Compare the Benefits
The growth possibilities afforded by the tax-protected feature of the universal plan are quite substantial. The table below shows an annual investment of $4,000 over a 10-year period on a tax-exempt life insurance policy for $400,000 with a similar $4,000 investment that is taxed annually. At the end of the 10-year period when the child turns 18 and goes to university, the parent or grandparent can either transfer the life insurance policy or give the child the investment, depending on the initial investment choice. Over the next 5 years, the student withdraws $5 000 annually from the savings portion of the life insurance policy to cover tuition expenses.
LIFE INSURANCE………………………….OTHER INVESTMENT
| Deposit | Withdrawal | Savings | DeathBenefit | Age | Deposit | Withdrawal | Savings |
|---|---|---|---|---|---|---|---|
| 4000 | - | 3702 | 403,702 | 8 | 4,000 | - | 4,151 |
| 4000 | - | 7,606 | 407,606 | 9 | 4,000 | - | 8,458 |
| 4000 | - | 11,725 | 411,745 | 10 | 4,000 | - | 12,928 |
| 4000 | - | 16,258 | 416,258 | 11 | 4,000 | - | 17,566 |
| 4000 | - | 21,110 | 421,110 | 12 | 4,000 | - | 22,379 |
| 4000 | - | 26,318 | 426,318 | 13 | 4,000 | - | 27,374 |
| 4000 | - | 31,895 | 431,895 | 14 | 4,000 | - | 32,557 |
| 4000 | - | 37,866 | 437,866 | 15 | 4,000 | - | 37,935 |
| 4000 | - | 44,234 | 444,234 | 16 | 4,000 | - | 43,516 |
| 4000 | - | 51,020 | 451,020 | 17 | 4,000 | - | 49,308 |
| - | 5,000 | 48,787 | 448,787 | 18 | - | 5,000 | 46,376 |
| - | 5,000 | 46,117 | 446,117 | 19 | - | 5,000 | 43,308 |
| - | 5,000 | 43,156 | 443,156 | 20 | - | 5,000 | 40,096 |
| - | 5,000 | 39,913 | 439,913 | 21 | - | 5,000 | 36,734 |
| - | 5,000 | 36,372 | 436,372 | 22 | - | 5,000 | 33,216 |
| - | - | 38,457 | 438,457 | 23 | - | - | 34,766 |
| - | - | 40,657 | 440,657 | 24 | - | - | 36,389 |
| - | - | 43,010 | 443,010 | 25 | - | - | 38,088 |
| - | - | 45,518 | 445,518 | 26 | - | - | 39,866 |
We have assumed a 6% rate of return on all investments in calculating these figures.
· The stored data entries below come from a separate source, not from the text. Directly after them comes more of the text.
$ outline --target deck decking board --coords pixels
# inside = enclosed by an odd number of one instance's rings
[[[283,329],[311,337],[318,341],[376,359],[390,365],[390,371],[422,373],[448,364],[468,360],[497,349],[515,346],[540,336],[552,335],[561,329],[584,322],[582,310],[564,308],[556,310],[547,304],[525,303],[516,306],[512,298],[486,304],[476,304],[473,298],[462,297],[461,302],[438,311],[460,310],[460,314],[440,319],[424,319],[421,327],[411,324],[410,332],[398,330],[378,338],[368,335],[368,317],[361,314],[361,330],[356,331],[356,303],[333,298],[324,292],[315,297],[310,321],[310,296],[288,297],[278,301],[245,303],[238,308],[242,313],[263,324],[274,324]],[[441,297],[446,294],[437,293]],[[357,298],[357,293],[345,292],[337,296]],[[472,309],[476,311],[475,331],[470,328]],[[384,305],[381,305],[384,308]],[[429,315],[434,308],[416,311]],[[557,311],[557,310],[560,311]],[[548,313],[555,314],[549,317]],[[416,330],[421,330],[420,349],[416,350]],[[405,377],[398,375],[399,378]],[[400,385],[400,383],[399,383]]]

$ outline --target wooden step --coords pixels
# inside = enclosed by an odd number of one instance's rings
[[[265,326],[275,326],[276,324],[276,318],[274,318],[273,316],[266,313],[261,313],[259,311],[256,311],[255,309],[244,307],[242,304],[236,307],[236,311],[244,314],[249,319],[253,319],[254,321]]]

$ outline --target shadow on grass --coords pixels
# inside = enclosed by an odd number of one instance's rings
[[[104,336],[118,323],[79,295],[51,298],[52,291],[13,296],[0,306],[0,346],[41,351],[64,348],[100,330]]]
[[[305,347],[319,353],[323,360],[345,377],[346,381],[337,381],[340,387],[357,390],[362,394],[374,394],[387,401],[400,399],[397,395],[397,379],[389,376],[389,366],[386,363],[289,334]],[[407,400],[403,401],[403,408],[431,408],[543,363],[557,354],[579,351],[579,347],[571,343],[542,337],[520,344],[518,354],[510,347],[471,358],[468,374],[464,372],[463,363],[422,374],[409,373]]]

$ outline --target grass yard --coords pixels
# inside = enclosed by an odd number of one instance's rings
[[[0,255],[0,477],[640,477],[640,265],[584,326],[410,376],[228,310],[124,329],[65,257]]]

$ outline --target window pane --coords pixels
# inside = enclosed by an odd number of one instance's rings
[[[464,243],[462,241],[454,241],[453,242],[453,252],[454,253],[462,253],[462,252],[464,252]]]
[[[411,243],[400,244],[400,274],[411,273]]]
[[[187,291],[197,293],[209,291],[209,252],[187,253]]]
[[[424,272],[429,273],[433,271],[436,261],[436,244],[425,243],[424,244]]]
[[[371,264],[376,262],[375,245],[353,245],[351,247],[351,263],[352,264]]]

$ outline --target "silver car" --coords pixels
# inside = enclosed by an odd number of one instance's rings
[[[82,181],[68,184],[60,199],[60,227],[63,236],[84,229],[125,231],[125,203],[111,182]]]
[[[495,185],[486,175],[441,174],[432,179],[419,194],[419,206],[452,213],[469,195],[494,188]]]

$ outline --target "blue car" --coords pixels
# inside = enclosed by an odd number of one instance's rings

The child’s tax rate is 22.20% and the father’s 37.16%.
*After tax capital accumulated
Under the plan, a child natural or adopted, grandchild, great grandchild, the spouse of a child or any person who was in your care before the age of 19 are equally eligible. The ownership transfer of the plan must qualify for tax exemption under 148 (8) of the Income Tax Act. The tax-exempt accumulation of savings within the plan is subject to certain maximums set by the Canada Customs and Revenue Agency (CCRA). The tax implications of holding the policy at death and the alternatives available to minimize taxes in that event should investigated. Individuals are advised to consult an estate planning professional to confirm if this wealth transfer strategy is best suited for their circumstances.